C’est son intention, mais c’est plus compliqué que cela. "On nous a interdit de faire recompter les bulletins hier soir (dimanche soir) en mairie, alors on va le faire en préfecture", a expliqué Farida Amrani peu après 9 heures, devant la préfecture de l’Essonne.  Pas sûr toutefois qu’elle puisse le faire. Car le Code électoral, à l’article R68, précise bien que les bulletins autres que (les blancs et nuls) sont détruits en présence des électeurs. Donc le soir même. Selon des membres de l’équipe de la candidate de La France insoumise, il leur a d’ailleurs été répondu dimanche soir que les bulletins avaient été déchirés.

Cela dit, le site vie-publique.fr, qui dépend de l’Etat, précise qu’"en prévision d’une éventuelle contestation et d’un contentieux devant le juge de l’élection, les bulletins ne sont pas immédiatement détruits." Une incertitude demeure donc, que le Conseil constitutionnel, contacté, n’est pas encore en mesure de lever. Si les bulletins ont bel et bien été détruits, le camp de Farida Amrani ne pourra s’appuyer que sur les procès-verbaux de dépouillement de chaque bureau de vote. Ce qui devrait en toute logique aboutir au même résultat.

  • Le recours peut-il aboutir ?

Ce n’est évidemment pas impossible, même si cela reste rare. Depuis 1958, environ 70 recours ont abouti à une élection de l’annulation, et donc à un nouveau scrutin législatif, dit partiel.
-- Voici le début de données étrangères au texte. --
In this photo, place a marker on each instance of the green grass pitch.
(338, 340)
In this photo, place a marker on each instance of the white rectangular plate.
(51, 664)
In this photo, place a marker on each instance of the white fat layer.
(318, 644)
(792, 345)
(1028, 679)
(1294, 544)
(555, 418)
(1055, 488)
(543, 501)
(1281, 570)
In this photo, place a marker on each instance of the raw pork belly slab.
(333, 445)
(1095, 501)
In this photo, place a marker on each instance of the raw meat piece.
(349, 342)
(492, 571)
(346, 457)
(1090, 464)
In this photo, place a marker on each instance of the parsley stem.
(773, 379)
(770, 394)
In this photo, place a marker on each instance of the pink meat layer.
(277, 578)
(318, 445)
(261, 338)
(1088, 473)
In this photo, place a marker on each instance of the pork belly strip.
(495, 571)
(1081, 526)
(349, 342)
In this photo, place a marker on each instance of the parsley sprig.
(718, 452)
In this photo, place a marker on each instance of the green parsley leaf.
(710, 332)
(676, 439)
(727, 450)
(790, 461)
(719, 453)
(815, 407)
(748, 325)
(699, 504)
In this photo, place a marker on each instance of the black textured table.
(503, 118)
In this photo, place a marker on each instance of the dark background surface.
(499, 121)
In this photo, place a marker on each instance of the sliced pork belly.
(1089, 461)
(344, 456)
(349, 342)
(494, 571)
En revanche, jamais le Conseil constitutionnel n’a désigné un autre vainqueur, comme il peut pourtant le faire. "Le Conseil constitutionnel peut soit rejeter la contestation et valider l'élection, soit prononcer l'annulation de l'élection, soit réformer les résultats et proclamer élu un autre candidat (ce qu'il n'a jamais fait à ce jour)", écrit la juridiction suprême sur son site internet.
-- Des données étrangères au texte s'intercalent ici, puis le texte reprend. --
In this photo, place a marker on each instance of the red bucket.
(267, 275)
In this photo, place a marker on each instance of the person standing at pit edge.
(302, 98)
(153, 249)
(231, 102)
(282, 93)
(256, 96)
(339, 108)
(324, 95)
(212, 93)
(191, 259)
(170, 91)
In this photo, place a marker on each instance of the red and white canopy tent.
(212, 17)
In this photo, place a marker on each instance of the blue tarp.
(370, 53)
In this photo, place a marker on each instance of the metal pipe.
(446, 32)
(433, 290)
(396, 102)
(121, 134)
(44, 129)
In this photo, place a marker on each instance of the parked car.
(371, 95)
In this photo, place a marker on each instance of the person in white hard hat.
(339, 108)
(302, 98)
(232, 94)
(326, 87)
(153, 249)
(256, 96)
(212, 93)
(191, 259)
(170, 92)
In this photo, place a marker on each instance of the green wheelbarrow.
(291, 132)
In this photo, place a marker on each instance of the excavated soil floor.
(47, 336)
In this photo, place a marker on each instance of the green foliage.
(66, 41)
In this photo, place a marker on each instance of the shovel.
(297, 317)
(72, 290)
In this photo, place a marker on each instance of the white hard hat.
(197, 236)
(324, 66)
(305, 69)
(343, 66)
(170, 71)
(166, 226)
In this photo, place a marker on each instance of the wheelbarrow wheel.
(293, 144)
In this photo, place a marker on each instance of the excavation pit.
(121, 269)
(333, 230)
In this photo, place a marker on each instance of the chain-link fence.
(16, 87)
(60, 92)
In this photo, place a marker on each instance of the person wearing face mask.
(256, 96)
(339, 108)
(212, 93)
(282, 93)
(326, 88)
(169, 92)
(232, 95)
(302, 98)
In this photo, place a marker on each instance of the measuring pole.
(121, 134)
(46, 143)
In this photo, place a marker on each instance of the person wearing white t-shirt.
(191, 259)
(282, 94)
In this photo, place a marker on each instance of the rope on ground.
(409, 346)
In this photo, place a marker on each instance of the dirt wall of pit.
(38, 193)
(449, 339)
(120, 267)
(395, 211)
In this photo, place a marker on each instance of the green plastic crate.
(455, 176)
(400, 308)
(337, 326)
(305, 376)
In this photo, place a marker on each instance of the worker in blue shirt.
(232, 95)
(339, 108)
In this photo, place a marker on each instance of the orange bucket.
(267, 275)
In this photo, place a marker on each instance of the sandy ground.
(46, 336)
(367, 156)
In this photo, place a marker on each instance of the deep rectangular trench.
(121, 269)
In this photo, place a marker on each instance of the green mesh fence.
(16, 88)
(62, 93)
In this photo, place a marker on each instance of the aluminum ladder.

L'enquête des Sages consiste en une procédure contradictoire. Les candidats concernés doivent donc envoyer leurs arguments rue de Montpensier, au siège du Conseil constitutionnel. La juridiction peut aussi décider d'entendre les deux parties.

  • Et en attendant ?

En attendant, Manuel Valls reste député. "La requête formée contre l'élection d'un député n'a pas d'effet suspensif", précise en effet le Conseil constitutionnel. "Tant qu'une décision d'annulation des opérations électorales n'est pas rendue, la personne proclamée élue continue d'exercer son mandat de député." En clair, l’ancien Premier ministre va pouvoir siéger à l’Assemblée pendant plusieurs semaines, voire plusieurs mois. D’autant que Les Sages ne sont pas contraints en termes de délai pour rendre leur décision. Selon Franceinfo, ils ont mis de quatre à six mois pour se prononcer sur les 108 recours déposés en 2012. De quoi largement, pour Manuel Valls, s’installer et se faire une place dans l’Hémicycle.